La dimension internationale

de la démocratie
     24. La démocratie doit être aussi reconnue comme un principe international, applicable aux organisations internationales et aux États dans leurs relations internationales. Le principe de la démocratie internationale ne signifie pas seulement représentation égale ou équitable des États; il s'étend aussi à leurs droits et devoirs économiques.
     25. Les principes de la démocratie doivent s'appliquer à la gestion internationale des problèmes d'intérêt mondial et du patrimoine commun de l'humanité, en particulier l'environnement humain.
     26. Dans l'intérêt de la démocratie internationale, les États doivent veiller à ce que leur conduite soit conforme au droit international, s'abstenir de recourir à la menace ou à l'emploi de la force et de toute conduite qui mette en péril ou viole la souveraineté et l'intégrité politiques et territoriales d'autres États, et s'employer à régler leurs différends par des moyens pacifiques.

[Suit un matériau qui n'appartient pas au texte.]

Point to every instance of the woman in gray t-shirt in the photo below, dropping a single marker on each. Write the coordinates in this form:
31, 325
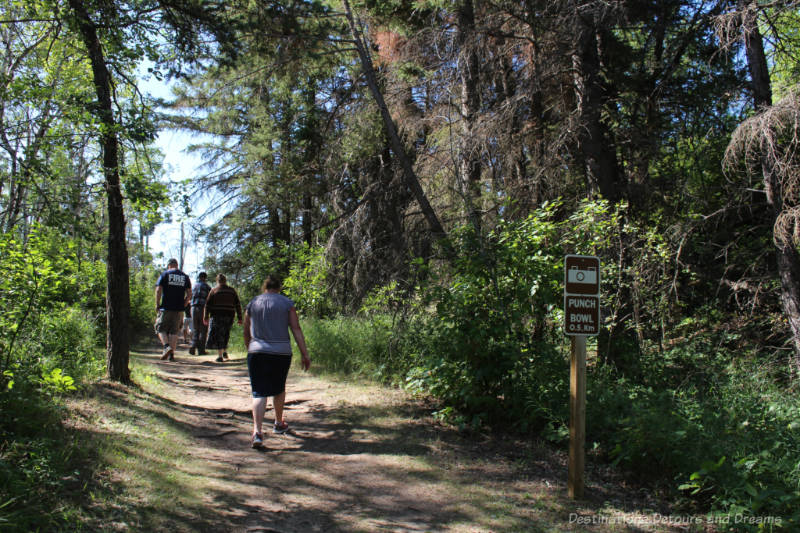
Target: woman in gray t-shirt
267, 321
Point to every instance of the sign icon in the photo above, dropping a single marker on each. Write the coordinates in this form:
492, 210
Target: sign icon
582, 274
581, 295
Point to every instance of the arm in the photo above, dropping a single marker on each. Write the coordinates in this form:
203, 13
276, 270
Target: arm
238, 308
246, 330
294, 325
207, 307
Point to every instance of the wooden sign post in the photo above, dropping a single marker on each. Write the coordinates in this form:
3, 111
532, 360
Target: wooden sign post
577, 416
581, 318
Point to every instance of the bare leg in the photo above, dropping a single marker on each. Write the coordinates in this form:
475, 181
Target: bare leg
259, 408
173, 342
277, 404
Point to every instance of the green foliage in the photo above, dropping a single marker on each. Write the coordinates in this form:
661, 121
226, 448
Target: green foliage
484, 347
41, 472
306, 282
354, 346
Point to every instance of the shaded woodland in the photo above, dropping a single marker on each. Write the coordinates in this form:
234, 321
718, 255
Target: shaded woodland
417, 171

     27. Une démocratie doit défendre les principes démocratiques dans les relations internationales. À cet égard, les démocraties doivent s'abstenir de tout comportement non démocratique, exprimer leur solidarité avec les gouvernements démocratiques et les acteurs non étatiques comme les ONG qui œuvrent pour la démocratie et les droits de l'homme, et être solidaires de ceux qui sont victimes de violations des droits fondamentaux perpétrées par des régimes non démocratiques. Afin de renforcer la justice pénale internationale, les démocraties doivent rejeter l'impunité pour les crimes internationaux et les violations graves des droits de l'homme fondamentaux et appuyer la création d'une Cour criminelle internationale permanente.